Her family loyalty was fierce. If she thought one of her children or grandchildren was in trouble, she would have gone running to save them.
Now, sometimes she might not have been sure which child she was rushing to save. A famous family story tells of a time on the farm when she suddenly realized she didn’t know where her youngest child, Kevin, was. She ran outside and hollered, “California.’’
It was the first name that came to mind, she said later.
My siblings will tell you our mother was immensely proud of each of us. She celebrated each accomplishment, but she didn’t like to brag. My dad did. When he did, my mom squirmed. She leaned toward that Bible story about doing good deeds in secret and letting the Father reward you. And she did not mean our dad.
My mom worried. She became highly skilled at it. People say not to waste time worrying because most things won’t happen. My mom figured she could worry about everything, because some of those things surely would happen.

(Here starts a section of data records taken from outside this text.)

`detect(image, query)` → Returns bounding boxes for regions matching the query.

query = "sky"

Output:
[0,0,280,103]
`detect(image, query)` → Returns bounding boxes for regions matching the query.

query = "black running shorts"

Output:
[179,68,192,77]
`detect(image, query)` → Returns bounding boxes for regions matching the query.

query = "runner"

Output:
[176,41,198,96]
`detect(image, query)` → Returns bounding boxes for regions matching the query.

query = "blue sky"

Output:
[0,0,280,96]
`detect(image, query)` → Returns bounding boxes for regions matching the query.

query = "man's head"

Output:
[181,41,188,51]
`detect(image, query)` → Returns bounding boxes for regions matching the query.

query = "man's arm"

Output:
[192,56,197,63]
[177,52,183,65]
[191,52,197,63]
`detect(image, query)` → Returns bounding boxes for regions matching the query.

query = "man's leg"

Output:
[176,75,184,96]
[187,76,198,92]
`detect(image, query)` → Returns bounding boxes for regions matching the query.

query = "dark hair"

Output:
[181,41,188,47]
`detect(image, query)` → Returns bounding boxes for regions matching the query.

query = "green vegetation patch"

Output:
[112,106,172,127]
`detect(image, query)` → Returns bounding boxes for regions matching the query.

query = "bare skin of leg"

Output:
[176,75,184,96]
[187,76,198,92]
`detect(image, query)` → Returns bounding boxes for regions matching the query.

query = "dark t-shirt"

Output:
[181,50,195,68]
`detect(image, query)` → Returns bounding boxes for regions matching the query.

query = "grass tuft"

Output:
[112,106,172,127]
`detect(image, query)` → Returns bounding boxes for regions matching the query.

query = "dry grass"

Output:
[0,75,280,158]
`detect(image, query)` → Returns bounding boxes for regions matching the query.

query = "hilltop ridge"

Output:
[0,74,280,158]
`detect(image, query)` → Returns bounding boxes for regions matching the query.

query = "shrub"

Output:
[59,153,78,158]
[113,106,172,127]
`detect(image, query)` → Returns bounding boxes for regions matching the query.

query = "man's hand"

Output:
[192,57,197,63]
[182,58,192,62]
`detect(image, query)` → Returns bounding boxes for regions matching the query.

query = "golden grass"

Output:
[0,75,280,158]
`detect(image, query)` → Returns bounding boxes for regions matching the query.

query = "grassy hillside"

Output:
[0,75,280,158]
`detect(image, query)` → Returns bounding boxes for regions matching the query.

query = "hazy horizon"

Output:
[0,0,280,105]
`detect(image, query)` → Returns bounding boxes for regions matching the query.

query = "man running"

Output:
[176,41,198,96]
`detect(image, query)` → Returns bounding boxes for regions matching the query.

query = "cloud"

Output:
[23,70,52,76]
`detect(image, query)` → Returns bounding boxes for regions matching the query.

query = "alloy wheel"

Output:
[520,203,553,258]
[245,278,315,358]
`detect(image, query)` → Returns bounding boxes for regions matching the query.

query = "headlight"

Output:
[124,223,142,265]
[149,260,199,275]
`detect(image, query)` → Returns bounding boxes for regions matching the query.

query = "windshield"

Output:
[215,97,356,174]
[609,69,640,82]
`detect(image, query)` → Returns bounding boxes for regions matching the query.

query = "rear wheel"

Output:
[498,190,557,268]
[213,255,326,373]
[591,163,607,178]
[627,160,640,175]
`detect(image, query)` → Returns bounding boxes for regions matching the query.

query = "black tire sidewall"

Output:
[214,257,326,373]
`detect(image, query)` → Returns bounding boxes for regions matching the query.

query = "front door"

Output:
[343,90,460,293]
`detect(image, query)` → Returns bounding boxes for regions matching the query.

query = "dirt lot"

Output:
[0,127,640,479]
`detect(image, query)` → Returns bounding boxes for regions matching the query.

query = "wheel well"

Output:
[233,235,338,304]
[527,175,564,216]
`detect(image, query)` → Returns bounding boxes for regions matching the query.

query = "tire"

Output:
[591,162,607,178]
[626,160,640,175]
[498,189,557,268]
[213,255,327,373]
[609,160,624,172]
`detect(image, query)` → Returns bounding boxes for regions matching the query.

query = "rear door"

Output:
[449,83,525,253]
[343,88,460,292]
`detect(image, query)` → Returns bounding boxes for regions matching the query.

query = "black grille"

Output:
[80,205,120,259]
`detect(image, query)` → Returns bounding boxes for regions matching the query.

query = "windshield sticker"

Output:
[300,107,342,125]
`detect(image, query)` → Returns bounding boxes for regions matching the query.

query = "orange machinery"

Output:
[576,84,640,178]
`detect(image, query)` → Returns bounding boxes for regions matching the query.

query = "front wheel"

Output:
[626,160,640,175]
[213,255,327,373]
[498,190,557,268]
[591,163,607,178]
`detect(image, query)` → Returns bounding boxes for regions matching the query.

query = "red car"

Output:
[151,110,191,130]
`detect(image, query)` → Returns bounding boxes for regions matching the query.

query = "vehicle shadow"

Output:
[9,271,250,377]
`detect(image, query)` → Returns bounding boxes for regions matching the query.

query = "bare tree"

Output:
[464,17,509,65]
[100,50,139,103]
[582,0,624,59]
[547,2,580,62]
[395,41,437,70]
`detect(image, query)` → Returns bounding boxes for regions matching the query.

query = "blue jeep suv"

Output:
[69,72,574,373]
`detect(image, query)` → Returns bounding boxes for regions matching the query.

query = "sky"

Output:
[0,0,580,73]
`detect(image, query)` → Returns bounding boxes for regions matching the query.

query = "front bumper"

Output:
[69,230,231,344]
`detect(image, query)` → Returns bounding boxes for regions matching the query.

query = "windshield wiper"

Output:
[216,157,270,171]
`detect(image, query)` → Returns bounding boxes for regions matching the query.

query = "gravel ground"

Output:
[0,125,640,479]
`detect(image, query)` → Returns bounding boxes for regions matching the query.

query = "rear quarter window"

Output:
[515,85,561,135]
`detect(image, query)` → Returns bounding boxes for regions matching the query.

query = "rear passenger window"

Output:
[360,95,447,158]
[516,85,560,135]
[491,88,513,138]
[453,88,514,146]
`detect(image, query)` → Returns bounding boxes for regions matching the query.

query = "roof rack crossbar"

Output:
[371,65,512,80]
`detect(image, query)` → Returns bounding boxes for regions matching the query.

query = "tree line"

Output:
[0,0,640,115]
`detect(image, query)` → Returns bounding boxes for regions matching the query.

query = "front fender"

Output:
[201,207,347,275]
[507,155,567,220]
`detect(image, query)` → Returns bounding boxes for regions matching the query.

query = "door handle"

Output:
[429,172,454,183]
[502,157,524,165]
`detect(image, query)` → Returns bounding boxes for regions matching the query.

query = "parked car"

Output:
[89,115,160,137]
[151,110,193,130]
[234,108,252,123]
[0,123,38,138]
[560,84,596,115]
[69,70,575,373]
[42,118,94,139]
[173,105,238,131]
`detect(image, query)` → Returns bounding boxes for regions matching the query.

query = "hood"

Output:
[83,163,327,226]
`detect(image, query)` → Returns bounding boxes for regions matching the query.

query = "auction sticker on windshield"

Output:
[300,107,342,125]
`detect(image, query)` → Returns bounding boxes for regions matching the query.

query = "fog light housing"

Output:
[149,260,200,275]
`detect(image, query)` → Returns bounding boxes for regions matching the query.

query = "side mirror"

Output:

For years she drove around town in a big boat of a four-door sedan. She loved that car. It got her to coffee. The family remembers the time she came awake in a hospital after a heart procedure. She had a tube down her throat, but she motioned for paper and pen and scribbled a few words. It took some deciphering, but it was just a reminder that she had an appointment to have her car worked on with Kermie Swanson.
To this day, when I see him on the street or at the boat ramp, I think of my mom.